The Conservative Party has ruled out joining the single currency during this Parliament and the next.
On Thursday, Mr Lansley said it was not the party's view that signing up to the euro was an inevitability.
"Britain is the fourth largest economy, we are capable of making a success of our own currency if we wish to."
Mr Major may also be wrong in his speculation about economic convergence, Mr Lansley continued.
He said: "I suspect that if he thinks the economic case will become evident for the euro in due course he may well be wrong because we don't see the necessary convergence inside the euro.
"We don't see the convergence between the euro countries and the UK.
"We don't see the benefits where the euro currency has been devaluing and not retaining its value as currencies are intended to do if they are to serve their economies well."
The Conservatives stepped up their verbal onslaught against the European Union at their conference on Wednesday.
He said the UK's economy was aligned with that of North America, not Europe.
Former chancellor Ken Clarke hit back, attacking the party's official line that the single currency would lead to a European federal "superstate" with a European army.
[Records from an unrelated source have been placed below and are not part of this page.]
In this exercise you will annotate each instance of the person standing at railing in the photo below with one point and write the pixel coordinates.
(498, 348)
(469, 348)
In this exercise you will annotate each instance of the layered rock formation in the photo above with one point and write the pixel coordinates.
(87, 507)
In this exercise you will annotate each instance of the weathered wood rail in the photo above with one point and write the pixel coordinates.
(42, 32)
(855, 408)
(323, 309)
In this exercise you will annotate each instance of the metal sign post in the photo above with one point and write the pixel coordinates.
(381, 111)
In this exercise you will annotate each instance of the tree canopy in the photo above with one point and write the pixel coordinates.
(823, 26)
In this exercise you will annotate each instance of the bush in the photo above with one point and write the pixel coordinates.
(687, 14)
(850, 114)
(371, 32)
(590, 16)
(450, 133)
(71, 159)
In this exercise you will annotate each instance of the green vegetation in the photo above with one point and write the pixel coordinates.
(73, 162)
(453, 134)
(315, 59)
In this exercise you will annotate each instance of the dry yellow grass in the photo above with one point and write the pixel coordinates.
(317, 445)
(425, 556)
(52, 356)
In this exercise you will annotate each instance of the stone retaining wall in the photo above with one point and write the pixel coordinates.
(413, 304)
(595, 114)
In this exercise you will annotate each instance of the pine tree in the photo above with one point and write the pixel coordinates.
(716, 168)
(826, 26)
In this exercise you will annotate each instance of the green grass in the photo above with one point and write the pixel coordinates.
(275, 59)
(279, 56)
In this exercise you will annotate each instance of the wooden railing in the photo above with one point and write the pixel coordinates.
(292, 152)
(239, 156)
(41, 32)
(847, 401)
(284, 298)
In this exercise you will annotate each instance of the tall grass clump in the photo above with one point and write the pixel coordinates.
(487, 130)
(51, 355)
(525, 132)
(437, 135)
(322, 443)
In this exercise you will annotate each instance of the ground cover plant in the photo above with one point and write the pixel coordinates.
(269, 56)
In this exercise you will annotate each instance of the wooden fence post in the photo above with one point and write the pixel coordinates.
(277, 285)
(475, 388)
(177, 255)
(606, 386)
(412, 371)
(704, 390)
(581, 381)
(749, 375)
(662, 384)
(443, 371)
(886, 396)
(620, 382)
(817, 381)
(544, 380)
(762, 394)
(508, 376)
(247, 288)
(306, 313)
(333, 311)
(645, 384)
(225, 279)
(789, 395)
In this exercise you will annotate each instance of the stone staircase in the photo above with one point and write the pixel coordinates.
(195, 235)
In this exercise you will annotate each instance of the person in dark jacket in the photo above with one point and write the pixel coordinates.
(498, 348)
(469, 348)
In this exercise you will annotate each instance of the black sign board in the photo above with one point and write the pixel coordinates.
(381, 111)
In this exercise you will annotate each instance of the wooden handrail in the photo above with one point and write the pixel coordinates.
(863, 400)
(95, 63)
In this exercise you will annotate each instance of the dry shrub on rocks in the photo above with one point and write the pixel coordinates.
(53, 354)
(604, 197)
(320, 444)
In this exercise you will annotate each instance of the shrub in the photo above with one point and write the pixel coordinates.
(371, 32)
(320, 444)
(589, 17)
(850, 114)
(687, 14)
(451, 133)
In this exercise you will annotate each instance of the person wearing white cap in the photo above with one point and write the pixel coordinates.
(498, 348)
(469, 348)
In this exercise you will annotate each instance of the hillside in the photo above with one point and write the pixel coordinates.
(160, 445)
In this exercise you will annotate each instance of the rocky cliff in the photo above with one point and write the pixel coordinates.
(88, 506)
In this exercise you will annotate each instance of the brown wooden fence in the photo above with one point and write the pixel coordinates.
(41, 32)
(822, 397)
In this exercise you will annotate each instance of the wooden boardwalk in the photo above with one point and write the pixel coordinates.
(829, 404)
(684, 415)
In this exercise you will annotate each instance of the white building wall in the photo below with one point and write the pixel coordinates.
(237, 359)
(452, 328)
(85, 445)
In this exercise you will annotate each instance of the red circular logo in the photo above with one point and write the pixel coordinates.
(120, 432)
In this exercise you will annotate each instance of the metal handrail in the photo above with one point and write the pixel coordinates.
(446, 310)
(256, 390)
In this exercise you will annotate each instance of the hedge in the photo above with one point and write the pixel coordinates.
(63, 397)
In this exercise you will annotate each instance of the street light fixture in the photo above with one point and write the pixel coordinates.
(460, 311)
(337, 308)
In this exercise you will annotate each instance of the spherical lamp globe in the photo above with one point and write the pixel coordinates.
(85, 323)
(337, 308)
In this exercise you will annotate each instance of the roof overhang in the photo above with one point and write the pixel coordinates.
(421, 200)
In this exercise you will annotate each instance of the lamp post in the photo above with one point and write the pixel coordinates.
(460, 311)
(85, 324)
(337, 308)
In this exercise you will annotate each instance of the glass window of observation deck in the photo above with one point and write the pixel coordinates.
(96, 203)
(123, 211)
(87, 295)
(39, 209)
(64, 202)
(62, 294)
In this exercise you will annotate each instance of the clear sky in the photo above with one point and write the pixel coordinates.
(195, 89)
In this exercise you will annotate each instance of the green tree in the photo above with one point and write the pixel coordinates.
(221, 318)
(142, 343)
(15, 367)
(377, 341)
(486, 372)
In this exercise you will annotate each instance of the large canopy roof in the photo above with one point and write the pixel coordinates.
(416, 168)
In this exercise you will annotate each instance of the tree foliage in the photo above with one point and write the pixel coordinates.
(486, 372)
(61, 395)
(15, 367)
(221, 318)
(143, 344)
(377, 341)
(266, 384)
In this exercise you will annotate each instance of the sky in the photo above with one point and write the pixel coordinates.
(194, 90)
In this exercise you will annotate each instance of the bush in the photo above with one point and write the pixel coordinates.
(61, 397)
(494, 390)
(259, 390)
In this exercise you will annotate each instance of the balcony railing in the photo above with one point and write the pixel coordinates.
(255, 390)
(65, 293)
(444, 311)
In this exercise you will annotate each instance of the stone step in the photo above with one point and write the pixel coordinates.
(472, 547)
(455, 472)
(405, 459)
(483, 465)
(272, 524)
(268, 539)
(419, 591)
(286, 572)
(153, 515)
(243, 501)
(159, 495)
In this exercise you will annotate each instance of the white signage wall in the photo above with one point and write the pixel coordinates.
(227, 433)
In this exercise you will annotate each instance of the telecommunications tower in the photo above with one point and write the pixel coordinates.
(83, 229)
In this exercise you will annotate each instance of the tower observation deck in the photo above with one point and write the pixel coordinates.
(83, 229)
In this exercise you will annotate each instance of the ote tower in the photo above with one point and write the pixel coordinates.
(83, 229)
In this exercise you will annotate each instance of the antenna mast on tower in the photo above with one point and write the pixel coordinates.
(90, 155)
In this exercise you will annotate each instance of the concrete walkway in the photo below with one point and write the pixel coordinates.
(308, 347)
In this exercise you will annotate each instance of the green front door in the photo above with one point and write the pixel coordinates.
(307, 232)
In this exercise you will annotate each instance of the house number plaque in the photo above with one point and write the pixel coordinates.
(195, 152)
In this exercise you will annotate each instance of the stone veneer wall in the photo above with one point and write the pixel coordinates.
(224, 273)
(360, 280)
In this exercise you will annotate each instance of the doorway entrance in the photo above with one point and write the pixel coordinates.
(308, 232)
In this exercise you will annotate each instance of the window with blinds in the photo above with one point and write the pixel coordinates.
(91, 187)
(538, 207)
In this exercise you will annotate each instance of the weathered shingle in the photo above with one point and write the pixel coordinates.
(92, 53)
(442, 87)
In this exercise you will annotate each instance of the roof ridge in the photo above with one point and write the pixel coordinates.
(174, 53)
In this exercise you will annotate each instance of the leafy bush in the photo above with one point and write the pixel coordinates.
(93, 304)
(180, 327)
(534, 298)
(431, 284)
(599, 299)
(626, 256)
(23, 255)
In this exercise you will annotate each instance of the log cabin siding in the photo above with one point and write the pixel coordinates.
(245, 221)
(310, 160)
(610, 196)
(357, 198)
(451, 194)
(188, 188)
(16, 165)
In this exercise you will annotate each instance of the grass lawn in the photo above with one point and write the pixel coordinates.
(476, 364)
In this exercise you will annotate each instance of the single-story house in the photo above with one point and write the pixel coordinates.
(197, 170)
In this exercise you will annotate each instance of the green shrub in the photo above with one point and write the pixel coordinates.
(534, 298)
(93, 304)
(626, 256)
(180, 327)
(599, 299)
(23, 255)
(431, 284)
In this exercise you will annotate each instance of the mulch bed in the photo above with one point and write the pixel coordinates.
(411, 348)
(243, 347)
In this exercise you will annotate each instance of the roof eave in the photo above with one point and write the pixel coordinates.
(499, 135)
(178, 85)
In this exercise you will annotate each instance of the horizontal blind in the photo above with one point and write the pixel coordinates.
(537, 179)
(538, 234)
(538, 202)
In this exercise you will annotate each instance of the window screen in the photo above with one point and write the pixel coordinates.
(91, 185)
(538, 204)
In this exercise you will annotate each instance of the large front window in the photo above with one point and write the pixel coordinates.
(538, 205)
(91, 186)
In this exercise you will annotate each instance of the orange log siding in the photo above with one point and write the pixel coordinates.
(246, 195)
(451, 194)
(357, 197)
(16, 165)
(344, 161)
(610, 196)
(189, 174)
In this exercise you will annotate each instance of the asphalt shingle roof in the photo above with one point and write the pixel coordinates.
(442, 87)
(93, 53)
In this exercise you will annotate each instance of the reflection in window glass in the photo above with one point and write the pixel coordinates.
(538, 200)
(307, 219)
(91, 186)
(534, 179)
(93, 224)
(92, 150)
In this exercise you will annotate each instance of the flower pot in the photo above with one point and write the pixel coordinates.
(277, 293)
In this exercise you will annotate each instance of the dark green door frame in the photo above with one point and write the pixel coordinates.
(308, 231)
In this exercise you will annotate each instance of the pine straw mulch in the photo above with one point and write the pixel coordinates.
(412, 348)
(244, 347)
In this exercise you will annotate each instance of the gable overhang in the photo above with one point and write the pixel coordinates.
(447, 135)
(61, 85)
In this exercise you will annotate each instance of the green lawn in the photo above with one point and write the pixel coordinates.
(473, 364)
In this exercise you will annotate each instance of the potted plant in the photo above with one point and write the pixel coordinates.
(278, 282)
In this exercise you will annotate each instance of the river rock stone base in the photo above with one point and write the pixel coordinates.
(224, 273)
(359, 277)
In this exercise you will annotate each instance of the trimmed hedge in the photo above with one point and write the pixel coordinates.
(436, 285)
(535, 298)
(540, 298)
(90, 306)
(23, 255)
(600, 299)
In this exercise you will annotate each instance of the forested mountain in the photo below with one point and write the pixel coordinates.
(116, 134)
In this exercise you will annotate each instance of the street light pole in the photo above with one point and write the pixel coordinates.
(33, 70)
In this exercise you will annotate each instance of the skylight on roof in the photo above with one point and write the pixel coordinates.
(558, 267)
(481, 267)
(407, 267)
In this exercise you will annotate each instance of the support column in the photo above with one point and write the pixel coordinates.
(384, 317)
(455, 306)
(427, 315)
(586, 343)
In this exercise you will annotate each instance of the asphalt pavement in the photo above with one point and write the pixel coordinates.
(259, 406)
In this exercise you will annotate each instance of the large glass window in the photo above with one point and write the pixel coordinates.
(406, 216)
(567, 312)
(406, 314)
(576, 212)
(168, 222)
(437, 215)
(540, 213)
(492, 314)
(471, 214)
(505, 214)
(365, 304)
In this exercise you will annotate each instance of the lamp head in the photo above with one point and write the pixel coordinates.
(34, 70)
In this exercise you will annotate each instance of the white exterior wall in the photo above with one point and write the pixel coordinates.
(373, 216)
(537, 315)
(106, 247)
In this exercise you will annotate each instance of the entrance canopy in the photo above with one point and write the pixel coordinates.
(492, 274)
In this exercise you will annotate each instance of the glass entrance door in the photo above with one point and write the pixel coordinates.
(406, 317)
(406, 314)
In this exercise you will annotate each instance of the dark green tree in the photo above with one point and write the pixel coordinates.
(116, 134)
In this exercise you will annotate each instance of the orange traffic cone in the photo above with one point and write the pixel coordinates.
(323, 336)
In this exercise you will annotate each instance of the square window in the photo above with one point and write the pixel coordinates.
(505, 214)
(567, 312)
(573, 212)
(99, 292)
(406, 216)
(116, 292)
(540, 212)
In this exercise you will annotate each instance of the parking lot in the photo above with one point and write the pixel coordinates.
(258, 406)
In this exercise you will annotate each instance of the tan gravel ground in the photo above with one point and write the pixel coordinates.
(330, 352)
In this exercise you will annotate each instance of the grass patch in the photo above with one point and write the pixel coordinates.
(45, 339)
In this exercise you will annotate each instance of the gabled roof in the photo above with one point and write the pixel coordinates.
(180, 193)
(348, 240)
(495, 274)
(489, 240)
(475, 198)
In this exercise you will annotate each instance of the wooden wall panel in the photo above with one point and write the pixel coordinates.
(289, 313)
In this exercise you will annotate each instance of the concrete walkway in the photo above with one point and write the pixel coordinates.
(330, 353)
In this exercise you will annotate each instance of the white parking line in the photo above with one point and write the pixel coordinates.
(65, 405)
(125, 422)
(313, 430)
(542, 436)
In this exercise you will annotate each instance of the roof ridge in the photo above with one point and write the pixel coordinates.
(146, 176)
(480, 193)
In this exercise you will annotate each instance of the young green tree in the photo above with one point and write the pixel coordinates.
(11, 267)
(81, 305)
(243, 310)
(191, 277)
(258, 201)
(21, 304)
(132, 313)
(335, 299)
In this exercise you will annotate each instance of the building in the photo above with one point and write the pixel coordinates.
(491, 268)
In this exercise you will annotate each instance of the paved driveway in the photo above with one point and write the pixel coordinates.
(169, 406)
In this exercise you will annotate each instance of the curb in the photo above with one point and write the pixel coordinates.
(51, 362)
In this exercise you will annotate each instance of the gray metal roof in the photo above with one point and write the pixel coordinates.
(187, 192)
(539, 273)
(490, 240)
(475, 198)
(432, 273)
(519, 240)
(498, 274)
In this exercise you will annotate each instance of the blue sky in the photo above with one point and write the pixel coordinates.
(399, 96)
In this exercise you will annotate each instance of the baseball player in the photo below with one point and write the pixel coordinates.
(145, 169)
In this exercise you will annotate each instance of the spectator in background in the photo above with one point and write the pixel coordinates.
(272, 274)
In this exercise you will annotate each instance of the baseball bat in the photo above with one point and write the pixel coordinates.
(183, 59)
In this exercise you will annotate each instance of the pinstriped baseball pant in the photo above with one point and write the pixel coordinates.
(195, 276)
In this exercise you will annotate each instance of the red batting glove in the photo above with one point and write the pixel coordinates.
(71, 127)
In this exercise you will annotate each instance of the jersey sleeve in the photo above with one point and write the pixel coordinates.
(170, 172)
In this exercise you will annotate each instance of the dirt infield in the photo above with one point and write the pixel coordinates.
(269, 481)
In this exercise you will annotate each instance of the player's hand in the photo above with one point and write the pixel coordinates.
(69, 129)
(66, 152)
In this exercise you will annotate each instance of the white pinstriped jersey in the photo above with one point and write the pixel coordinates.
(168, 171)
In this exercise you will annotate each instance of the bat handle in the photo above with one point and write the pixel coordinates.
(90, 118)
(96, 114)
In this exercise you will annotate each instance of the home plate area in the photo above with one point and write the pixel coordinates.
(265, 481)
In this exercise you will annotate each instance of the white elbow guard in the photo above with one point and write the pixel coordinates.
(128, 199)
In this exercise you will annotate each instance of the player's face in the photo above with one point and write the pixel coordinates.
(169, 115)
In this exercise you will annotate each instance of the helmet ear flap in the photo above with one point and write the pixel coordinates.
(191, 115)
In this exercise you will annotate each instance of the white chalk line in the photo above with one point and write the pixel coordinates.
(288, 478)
His remarks signalled the collapse of a precarious truce between the leadership and the party's increasingly marginalised pro-Europeans.
Speaking ahead of Mr Hague's speech, Michael Heseltine continued the debate on Britain's relations with Europe warning that his party was going down a dangerous path.
"The Eurosceptics have got a hidden agenda which is beginning to emerge which is called 'Britain out'," he told the BBC.
He added: "Anyone who knows what is Britain's self-interest realises we should remain enthusiastic members. There is no sign of a recognition of enthusiastic membership in the language we are hearing now."